So topic of the week in Social Media class is collaboration, more specifically collaboration with social media. We also worked in groups on a wiki entry. Our group did a wiki entry on social media for youth services:Social Strategies for Youth Service Librarians.
While doing research for the wiki I rediscovered a youth services program using social media and involving collaboration, (or maybe cooperation in some cases. For the difference see Jessica’s excellent post.) The program is TeenRC. It is a social networking site for teens that revolves around reading, writing, literature and other materials. It was developed and is administered by dedicated youth services librarians, but it’s content is teen created. Teens create a catalog of books they have read or would like to read, they can write reviews, share their own writing, have discussions (not just limited to literature) in the forums, and there are regular special events like author visits and interviews, or contests.

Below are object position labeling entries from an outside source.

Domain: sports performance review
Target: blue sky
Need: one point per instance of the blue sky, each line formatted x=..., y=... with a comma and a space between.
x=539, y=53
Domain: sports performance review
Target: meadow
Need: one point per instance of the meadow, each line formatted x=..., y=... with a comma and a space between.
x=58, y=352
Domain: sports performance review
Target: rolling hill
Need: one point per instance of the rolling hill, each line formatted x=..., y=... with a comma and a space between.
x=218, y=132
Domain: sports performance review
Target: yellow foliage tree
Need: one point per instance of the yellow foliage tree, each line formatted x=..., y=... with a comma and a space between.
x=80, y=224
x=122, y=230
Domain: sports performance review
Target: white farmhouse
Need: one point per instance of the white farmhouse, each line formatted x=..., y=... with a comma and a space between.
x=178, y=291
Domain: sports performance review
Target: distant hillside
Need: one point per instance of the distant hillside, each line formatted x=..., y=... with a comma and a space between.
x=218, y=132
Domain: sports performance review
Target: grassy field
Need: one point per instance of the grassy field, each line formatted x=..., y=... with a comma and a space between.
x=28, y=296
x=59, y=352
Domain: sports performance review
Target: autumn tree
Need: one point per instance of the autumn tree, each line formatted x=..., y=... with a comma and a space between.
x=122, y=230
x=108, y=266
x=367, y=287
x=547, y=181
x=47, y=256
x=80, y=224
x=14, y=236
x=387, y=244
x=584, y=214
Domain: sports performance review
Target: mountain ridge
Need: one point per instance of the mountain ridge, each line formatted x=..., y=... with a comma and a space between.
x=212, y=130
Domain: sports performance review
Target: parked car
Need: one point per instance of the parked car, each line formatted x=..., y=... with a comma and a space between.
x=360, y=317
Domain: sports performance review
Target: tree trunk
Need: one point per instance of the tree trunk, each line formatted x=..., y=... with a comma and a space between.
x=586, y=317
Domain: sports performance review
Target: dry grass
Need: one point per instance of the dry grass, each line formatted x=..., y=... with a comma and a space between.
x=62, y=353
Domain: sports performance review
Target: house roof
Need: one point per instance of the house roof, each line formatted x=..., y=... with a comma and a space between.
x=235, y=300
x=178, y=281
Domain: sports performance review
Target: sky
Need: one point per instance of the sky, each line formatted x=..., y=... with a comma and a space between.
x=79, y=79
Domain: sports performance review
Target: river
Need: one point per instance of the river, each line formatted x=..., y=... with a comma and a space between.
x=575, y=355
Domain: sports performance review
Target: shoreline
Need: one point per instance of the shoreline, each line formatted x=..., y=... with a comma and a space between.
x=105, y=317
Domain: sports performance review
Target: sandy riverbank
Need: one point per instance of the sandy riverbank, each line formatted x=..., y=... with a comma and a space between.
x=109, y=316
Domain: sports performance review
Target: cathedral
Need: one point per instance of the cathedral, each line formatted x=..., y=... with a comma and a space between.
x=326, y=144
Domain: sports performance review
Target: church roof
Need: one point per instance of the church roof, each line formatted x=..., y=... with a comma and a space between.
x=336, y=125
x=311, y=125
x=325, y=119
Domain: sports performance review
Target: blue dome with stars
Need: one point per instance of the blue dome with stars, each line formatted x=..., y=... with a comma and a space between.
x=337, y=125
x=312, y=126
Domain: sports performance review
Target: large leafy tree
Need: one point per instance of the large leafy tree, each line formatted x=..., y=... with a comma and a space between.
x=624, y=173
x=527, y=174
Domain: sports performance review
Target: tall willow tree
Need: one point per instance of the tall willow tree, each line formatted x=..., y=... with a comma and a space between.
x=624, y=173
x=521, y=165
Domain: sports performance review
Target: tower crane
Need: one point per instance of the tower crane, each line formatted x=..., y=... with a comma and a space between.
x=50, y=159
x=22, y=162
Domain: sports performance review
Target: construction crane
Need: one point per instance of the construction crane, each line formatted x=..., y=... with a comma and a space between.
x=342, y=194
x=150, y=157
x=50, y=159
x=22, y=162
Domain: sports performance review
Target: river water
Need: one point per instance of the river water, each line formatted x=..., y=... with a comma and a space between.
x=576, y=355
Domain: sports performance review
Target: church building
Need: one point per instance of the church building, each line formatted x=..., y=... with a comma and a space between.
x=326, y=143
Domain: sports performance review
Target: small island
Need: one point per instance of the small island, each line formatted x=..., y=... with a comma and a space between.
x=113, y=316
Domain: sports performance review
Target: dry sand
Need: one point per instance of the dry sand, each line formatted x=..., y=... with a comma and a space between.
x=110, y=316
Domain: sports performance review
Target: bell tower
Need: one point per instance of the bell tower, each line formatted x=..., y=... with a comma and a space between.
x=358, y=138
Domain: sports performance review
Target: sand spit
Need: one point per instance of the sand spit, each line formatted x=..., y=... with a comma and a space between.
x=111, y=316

It seems like a fantastic site with a lot to offer but libraries have tried to run sites like this before and since without success. Either the administrators lose funding or interest or the teens don’t join. One of the things that really makes this site work is the number of libraries collaborating on the project. There are 332 participating libraries with TeenRC. Not all of those libraries have creative control over the project of course, but they are involved and this means the site is available and suggested to a much larger audience. If you can get a small number of teens to join from each of those libraries you end up with a pretty good user base. If they like it, they will spread the word and you will get more teens joining in. And they are more likely to like it, the more people that are on it because social networking sites grow in social capital as they grow in size. This make a larger social networking site more valuable to an individual and more likely to stick around.
Now I’m only brushing on social capital which is a complex sociological theory and I can’t find the article I originally read about social capital and social networking sites (if anyone has a good link, post it in the comments!). As I understand it and remember it, social capital is the value we derive from our social networks (online, offline, professional, social, familial, etc.). The larger and more connected our networks the more value they have. The strength of the connections is important too, so there have to be a balance between quality and quantity. (Think of the person with 1000 facebook friends, does he really know all those people, does he get anything beyond a number on his page from them.) For a social networking site to be of value it have to have many subscribers, thereby offering it’s users the opportunity to expand and strengthen their social networks.
The same rules apply to libraries trying to use social media in programming. You have to use existing social media with enough social capital, or at least potential, or it won’t offer the user anything and the project will flop from lack of users. Or in the case of TeenRC, create your own social networking site, but collaborate with others to ensure a good start up group size and encourage growth from there. The collaboration also means reaching people geographically distant with is one of the great affordances of online social networks.
I really like TeenRC. I haven’t really gotten into the site because to take full advantage of it you have to be registered and to be a registered user you have to be a teen, but I like the idea and I will follow it’s development. I hope it continues to grow and change and live.